At the 2004 TeX Users Group conference, Plaice announced his decision to split off a new project (not yet public), while Haralambous continued to work on Omega proper.
LaTeX for Omega is invoked as lambda.
Aleph and LuaTeX
Although the project seemed very promising from the beginning, the development has been slow and the functionality rather unstable. A separate project was started with the goal of stabilizing the code and extending it with e-TeX functionality, known as Aleph, and led by Giuseppe Bilotta.
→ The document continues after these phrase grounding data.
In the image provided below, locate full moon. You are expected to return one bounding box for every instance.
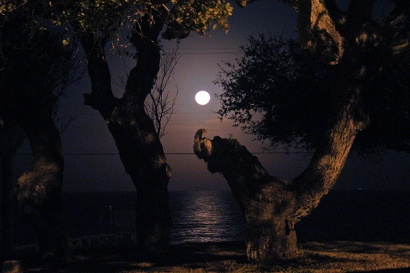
[195,91,211,105]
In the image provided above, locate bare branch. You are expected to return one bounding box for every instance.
[145,40,180,138]
[55,106,84,134]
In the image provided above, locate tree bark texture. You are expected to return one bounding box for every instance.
[194,91,362,260]
[193,0,387,261]
[0,155,15,256]
[0,119,24,257]
[15,115,71,260]
[1,14,73,260]
[80,11,172,252]
[194,129,299,260]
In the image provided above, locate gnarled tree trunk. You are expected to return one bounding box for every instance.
[194,129,298,260]
[80,10,172,252]
[15,115,71,260]
[1,115,70,261]
[0,119,24,257]
[193,0,387,261]
[0,154,15,256]
[194,62,368,260]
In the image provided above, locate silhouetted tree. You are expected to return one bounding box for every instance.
[0,2,79,259]
[216,35,330,151]
[2,0,233,254]
[0,119,24,257]
[195,0,410,261]
[216,34,409,153]
[56,0,233,252]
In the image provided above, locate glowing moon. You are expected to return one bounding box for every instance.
[195,91,211,105]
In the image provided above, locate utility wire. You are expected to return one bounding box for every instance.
[16,151,311,156]
[162,47,241,55]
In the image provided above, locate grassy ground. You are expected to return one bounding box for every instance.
[8,241,410,273]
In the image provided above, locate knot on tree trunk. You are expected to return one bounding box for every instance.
[17,163,62,217]
[193,129,213,161]
[16,162,70,261]
[246,220,298,261]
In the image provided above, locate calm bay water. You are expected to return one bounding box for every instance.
[170,191,246,243]
[14,190,410,246]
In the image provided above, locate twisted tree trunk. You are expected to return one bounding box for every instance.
[194,61,368,260]
[0,119,24,257]
[0,154,15,256]
[194,111,361,260]
[80,11,172,252]
[192,0,389,261]
[15,115,71,260]
[1,114,70,261]
[194,129,297,259]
The LaTeX for Aleph is known as Lamed.
Aleph alone is not being developed any more, but most of its functionality has been integrated into LuaTeX, a new project initially funded by Colorado State University (through the Oriental TeX Project by Idris Samawi Hamid) and NTG. LuaTeX started in 2006 and released the first beta version in Summer 2007. It will be a successor of both Aleph and pdfTeX, using Lua as an integrated lightweight programming language. It is developed primarily by Taco Hoekwater.